Wednesday, June 22, 2011

The Problematic End of the Afghan Surge

President Obama is set to announce that the Afghan surge, where 30,000 additional US troops were stationed in Afghanistan, will come to an end in 2012. 10,000 troops will be pulled back this year, and 20,000 more will be pulled out by the end of 2012.

This doesn't end the US commitment to Afghanistan and the troop levels will be as they were when President Obama took office - 70,000.
These troop reductions are both deeper and faster than the recommendations made by Mr. Obama’s military commanders, and they reflect mounting political and economic pressures at home, as the president faces relentless budget pressures and an increasingly restive Congress and American public.

The president is scheduled to speak about the Afghanistan war from the White House at 8 p.m. Eastern time.

Mr. Obama’s decision is a victory for Vice President Joseph R. Biden Jr., who has long argued for curtailing the American military engagement in Afghanistan. But it is a setback for his top commander in Afghanistan, Gen. David H. Petraeus, who helped write the Army’s field book on counterinsurgency policy, and who is returning to Washington to head the Central Intelligence Agency.

Two administration officials said General Petraeus did not endorse the decision, though both Defense Secretary Robert M. Gates, who is retiring, and Secretary of State Hillary Rodham Clinton reluctantly accepted it. General Petraeus had recommended limiting initial withdrawals and leaving in place as many combat forces for as long as possible, to hold on to fragile gains made in recent combat.

In announcing the withdrawals, Mr. Obama will fulfill a pledge he made in December 2009, when he coupled the deployment of 30,000 additional troops with a promise to begin winding down America’s engagement by the middle of this year. But the speed and scope of this plan is striking.
The troop withdrawals this year appears to be higher than a level that outgoing Defense Secretary Robert Gates and General David Petraeus were comfortable with, but it appears that budgeting and politics are trumping security.

Now is not the time to sit back and take the pressure off the Taliban and al Qaeda affiliated Islamists in Afghanistan or the frontier provinces along the Afghan-Pakistani border. It's the time to hammer home the fact that they've lost and that if they want the US to leave, it will be on US terms.

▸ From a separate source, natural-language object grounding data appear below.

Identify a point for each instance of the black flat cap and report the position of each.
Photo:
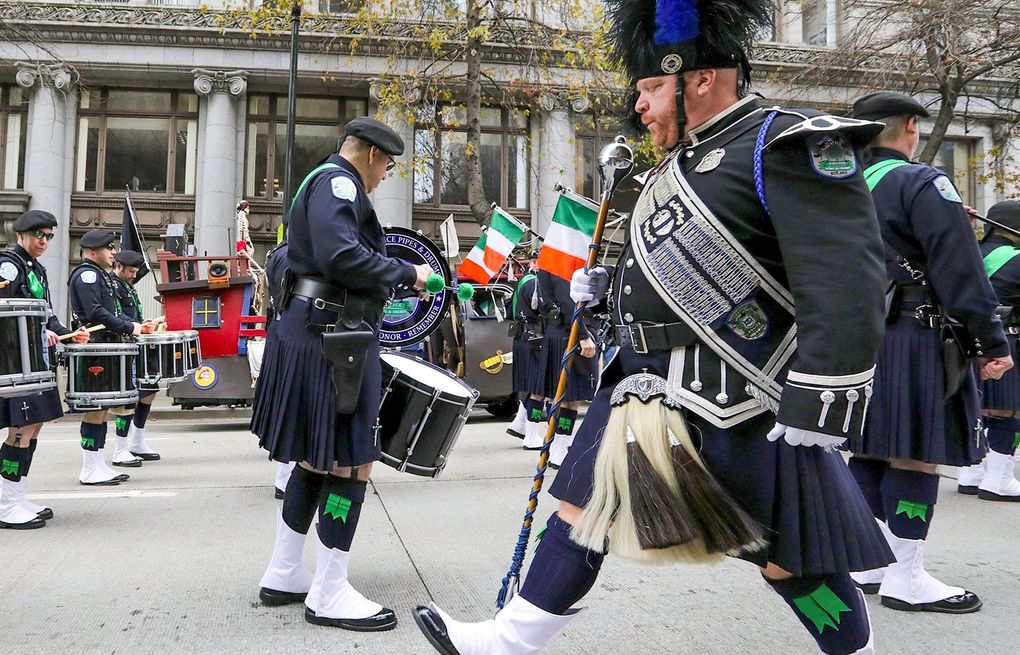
(875, 106)
(1006, 212)
(377, 134)
(35, 219)
(130, 258)
(98, 239)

Reducing troop levels will allow the Taliban to claim victory when no such claim could be warranted and that will further allow them to recruit and regain a foothold in areas that are being held by ISAF and US forces.

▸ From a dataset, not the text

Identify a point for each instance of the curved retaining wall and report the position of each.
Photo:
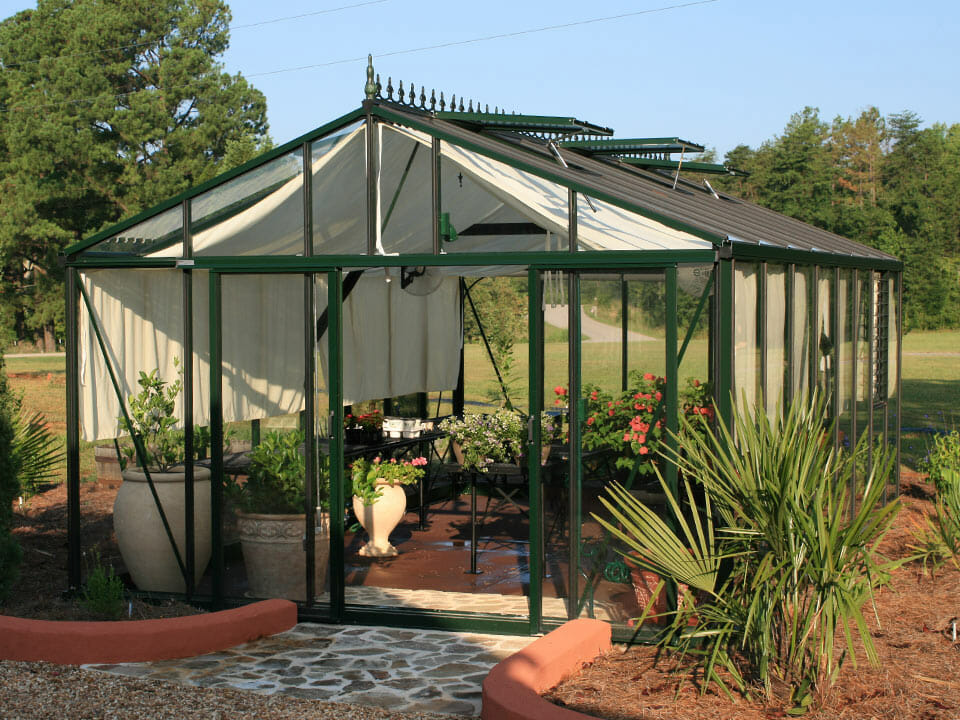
(512, 689)
(77, 643)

I fear that this drawdown will allow the Taliban and al Qaeda to reassert themselves in these regions. It also means that intel gathering will be harder to come by in these regions as we will no longer have sufficient boots on the ground to carry out intel gathering missions to go along with fighting the Taliban where they appear.

It means that capturing foreign fighters and their facilitators will be harder as there are simply fewer US troops (and other ISAF troops) to monitor the region and take the fight to the Taliban.